Una amiga que era su refugio, su sostén, su familia elegida.
La noticia cayó como un rayo sin aviso.
Un día estaban riendo.
Al otro, el mundo se había quedado sin sonido.
Elena cayó en un estado de tristeza profunda que no sabía poner en palabras.
No quería ver a nadie.
No quería hablar.
No quería comer.
No quería existir.
Pero nadie lo notó al principio.
Porque Elena era experta en sonreír aun cuando se desmoronaba.

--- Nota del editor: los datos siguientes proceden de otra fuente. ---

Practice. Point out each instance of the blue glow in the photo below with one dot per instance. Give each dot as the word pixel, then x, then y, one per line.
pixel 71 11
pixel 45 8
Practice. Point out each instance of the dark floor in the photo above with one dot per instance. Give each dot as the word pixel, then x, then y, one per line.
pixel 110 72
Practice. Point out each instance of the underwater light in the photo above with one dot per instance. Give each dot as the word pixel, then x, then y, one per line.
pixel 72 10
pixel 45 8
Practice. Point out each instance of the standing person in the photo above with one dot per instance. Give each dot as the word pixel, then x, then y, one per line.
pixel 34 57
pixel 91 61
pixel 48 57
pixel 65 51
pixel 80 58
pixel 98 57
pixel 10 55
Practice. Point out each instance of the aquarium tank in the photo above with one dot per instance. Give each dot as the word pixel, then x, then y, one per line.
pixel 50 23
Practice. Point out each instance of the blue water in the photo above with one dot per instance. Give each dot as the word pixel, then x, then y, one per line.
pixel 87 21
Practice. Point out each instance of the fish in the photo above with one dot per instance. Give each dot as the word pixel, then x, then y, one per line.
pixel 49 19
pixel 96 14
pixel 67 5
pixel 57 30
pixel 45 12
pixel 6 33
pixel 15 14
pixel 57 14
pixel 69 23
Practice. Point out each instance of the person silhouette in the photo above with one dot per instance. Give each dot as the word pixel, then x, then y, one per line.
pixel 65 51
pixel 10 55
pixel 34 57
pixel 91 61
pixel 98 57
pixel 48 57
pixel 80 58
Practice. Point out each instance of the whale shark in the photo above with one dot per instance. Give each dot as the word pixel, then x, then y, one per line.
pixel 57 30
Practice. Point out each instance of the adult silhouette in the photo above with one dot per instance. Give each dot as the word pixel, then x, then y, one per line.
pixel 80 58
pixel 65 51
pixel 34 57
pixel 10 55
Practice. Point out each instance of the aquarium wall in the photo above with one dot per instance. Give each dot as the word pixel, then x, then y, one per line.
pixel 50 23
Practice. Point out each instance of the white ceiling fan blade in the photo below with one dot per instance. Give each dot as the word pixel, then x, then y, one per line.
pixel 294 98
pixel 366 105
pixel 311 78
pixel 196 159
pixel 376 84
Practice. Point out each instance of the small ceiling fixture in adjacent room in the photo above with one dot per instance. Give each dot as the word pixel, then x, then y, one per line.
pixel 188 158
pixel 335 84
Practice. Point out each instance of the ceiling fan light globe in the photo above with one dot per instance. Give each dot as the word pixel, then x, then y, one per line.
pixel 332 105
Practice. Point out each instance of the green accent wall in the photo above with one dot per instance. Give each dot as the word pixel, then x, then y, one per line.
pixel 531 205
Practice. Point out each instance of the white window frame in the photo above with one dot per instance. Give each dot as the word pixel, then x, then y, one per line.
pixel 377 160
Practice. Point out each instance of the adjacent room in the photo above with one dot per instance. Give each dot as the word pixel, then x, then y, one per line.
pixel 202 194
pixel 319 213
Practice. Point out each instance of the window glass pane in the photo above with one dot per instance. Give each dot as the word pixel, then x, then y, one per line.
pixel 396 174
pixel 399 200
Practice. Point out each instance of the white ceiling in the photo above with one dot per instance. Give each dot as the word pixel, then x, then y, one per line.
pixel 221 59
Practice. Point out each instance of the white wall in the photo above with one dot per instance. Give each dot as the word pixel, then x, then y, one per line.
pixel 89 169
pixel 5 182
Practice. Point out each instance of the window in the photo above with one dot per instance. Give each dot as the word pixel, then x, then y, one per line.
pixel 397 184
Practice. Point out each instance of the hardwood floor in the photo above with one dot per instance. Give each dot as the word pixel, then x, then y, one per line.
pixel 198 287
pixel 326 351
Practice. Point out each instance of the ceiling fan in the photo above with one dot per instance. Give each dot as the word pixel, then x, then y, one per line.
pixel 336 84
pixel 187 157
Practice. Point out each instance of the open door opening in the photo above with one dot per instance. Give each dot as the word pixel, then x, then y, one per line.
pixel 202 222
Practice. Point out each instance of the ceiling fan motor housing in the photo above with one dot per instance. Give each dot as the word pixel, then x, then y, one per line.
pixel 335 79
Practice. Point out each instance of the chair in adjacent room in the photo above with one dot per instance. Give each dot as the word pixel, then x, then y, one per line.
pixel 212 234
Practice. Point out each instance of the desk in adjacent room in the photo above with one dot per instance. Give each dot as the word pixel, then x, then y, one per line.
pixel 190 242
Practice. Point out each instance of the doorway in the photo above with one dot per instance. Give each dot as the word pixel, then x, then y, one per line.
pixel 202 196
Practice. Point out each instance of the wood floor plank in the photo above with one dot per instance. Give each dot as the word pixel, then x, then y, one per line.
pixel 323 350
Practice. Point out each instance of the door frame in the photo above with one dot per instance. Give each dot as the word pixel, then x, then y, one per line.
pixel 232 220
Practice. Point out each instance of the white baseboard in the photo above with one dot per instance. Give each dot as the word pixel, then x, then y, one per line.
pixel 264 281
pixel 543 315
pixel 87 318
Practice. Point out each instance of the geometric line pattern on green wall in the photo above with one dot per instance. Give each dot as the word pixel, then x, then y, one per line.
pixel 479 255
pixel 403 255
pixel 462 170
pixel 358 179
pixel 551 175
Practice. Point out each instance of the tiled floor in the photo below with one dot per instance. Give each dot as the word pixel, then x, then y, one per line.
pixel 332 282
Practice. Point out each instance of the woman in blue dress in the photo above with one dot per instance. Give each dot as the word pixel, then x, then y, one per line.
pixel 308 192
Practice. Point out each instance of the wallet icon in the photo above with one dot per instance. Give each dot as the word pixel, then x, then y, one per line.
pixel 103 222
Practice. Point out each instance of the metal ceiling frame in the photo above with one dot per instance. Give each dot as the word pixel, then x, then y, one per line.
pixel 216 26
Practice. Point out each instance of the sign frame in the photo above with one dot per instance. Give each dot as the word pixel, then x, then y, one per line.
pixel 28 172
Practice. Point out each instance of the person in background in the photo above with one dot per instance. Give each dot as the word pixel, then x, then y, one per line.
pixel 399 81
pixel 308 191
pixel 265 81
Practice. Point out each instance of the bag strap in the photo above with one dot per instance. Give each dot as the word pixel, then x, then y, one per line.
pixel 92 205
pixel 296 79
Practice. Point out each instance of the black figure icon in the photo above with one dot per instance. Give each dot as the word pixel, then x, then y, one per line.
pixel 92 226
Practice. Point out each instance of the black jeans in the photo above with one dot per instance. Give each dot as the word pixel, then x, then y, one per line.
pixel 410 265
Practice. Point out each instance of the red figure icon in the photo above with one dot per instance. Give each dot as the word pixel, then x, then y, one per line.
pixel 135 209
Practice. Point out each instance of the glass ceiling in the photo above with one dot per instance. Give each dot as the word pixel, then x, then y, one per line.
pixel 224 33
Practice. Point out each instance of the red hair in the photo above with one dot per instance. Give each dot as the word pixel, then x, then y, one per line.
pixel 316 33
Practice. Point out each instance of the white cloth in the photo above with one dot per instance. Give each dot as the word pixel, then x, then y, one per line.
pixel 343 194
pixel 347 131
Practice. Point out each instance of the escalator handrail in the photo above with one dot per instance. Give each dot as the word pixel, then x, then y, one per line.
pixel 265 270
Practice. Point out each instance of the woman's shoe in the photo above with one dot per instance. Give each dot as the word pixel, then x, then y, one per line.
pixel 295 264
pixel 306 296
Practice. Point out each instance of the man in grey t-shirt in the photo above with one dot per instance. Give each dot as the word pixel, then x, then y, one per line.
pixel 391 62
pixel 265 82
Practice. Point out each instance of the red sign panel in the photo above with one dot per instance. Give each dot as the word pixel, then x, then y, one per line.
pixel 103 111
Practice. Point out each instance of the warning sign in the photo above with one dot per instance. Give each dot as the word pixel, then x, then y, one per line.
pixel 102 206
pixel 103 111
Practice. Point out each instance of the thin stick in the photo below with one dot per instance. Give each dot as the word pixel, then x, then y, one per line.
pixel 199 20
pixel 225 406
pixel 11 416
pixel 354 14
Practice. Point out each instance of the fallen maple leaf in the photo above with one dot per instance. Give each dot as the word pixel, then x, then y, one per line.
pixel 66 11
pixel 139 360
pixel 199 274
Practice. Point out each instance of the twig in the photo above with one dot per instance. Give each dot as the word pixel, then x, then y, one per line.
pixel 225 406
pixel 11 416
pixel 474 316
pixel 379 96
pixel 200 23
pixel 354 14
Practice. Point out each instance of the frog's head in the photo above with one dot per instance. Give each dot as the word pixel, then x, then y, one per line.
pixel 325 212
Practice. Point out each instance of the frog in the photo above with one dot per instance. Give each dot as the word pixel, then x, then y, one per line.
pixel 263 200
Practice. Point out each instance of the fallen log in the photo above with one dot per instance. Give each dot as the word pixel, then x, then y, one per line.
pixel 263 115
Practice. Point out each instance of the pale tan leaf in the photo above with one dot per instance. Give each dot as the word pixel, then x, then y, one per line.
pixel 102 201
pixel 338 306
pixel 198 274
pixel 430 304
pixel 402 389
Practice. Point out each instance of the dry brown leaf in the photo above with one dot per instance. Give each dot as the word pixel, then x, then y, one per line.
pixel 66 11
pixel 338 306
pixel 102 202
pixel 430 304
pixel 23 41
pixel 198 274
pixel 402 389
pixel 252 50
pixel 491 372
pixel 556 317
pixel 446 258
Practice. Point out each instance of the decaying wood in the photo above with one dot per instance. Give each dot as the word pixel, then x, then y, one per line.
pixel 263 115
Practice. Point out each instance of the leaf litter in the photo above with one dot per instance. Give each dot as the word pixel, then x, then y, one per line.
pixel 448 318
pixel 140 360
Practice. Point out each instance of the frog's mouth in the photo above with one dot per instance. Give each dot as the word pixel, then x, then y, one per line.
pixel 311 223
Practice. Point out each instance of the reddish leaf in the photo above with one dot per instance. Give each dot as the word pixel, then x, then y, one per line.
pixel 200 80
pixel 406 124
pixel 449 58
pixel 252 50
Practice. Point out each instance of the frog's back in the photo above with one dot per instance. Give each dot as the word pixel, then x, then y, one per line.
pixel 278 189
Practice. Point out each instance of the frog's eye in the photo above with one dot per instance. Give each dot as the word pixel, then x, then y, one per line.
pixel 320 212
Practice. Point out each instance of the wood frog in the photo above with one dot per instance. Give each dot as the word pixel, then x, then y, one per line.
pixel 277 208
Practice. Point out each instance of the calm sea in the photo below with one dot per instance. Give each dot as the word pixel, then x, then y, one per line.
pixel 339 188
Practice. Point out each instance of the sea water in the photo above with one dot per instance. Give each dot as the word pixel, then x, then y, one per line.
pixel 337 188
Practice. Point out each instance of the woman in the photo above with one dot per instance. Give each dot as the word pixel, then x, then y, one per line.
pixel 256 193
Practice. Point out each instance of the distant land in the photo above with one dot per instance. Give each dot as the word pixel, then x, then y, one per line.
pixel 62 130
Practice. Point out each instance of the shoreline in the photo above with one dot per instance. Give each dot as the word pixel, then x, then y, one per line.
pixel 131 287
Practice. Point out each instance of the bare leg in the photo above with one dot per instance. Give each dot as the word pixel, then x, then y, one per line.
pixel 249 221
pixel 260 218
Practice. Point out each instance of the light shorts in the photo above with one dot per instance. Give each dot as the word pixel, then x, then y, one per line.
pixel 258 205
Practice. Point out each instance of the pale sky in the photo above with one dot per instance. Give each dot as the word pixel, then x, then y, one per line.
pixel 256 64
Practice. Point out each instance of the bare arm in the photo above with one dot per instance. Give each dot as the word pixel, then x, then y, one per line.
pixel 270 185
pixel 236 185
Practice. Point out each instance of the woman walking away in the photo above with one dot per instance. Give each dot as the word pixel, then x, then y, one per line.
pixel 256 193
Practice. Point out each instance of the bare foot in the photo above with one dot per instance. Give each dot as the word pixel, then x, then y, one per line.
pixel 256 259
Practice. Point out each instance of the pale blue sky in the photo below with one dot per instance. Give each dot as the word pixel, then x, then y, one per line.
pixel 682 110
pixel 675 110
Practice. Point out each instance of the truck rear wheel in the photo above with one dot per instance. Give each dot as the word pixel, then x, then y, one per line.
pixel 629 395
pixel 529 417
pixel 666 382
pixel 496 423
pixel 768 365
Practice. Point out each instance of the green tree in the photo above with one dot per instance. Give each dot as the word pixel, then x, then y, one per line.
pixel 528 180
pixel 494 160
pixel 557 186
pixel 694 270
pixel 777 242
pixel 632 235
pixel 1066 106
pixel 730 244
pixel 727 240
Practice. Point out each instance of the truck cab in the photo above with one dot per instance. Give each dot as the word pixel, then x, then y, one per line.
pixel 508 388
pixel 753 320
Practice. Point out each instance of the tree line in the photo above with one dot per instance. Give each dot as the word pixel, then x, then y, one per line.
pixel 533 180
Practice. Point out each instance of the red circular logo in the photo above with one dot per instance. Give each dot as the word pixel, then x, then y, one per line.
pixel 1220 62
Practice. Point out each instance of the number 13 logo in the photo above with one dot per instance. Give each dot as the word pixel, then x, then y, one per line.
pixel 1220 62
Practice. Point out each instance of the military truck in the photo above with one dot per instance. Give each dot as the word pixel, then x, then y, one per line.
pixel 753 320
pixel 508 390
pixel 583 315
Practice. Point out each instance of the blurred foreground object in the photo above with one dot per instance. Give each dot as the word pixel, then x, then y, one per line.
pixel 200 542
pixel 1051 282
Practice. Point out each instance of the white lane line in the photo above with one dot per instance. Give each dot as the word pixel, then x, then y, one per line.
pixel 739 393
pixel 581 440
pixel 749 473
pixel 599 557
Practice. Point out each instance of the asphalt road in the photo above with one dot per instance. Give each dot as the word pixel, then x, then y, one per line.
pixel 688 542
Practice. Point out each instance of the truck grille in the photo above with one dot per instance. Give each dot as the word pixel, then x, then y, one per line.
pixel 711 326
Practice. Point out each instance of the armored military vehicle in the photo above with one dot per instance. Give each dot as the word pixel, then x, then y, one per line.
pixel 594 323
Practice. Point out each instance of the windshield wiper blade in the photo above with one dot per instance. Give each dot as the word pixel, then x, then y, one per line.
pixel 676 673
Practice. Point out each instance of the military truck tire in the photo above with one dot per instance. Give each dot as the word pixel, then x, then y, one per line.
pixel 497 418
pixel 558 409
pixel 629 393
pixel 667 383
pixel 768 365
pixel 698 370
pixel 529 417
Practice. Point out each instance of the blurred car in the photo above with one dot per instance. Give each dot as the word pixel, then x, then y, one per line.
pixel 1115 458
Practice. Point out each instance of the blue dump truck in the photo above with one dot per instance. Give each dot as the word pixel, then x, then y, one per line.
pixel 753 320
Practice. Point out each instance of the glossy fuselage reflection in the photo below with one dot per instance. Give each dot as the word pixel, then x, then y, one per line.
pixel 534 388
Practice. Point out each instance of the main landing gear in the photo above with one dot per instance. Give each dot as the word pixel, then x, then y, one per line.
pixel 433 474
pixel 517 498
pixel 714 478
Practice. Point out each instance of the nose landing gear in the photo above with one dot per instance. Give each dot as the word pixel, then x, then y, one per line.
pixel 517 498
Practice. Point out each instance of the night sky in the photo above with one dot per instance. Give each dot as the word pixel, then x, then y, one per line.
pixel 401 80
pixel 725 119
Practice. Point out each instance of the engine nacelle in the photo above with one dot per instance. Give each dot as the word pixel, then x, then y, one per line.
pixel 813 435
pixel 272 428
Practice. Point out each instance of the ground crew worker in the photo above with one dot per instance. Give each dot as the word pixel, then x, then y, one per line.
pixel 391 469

Pasaron semanas, luego meses.
La tristeza ya no era tristeza: era un abismo.
Un pozo sin fondo que la succionaba día a día.
Hasta que un día, su cuerpo —ese que siempre había sido fuerte— dijo basta.
Tuvo un episodio de desmayo en plena calle.
La levantaron desconcertada, temblando, agotada como si hubiera corrido kilómetros sin parar.
Fue en ese momento cuando se dio cuenta de que necesitaba ayuda.
No ayuda médica; no solo eso.
Ayuda emocional.
Ayuda humana.
Ayuda del tipo que te mira a los ojos y no te suelta aunque vos no puedas sostenerte.
2. El centro cultural como último intento
Una amiga del trabajo —que apenas la conocía, pero que tenía la intuición despierta— le habló del mismo centro cultural donde otras vidas habían empezado a florecer.
Elena dudó.
Dudó muchísimo.
Había perdido la energía incluso para intentar sanar.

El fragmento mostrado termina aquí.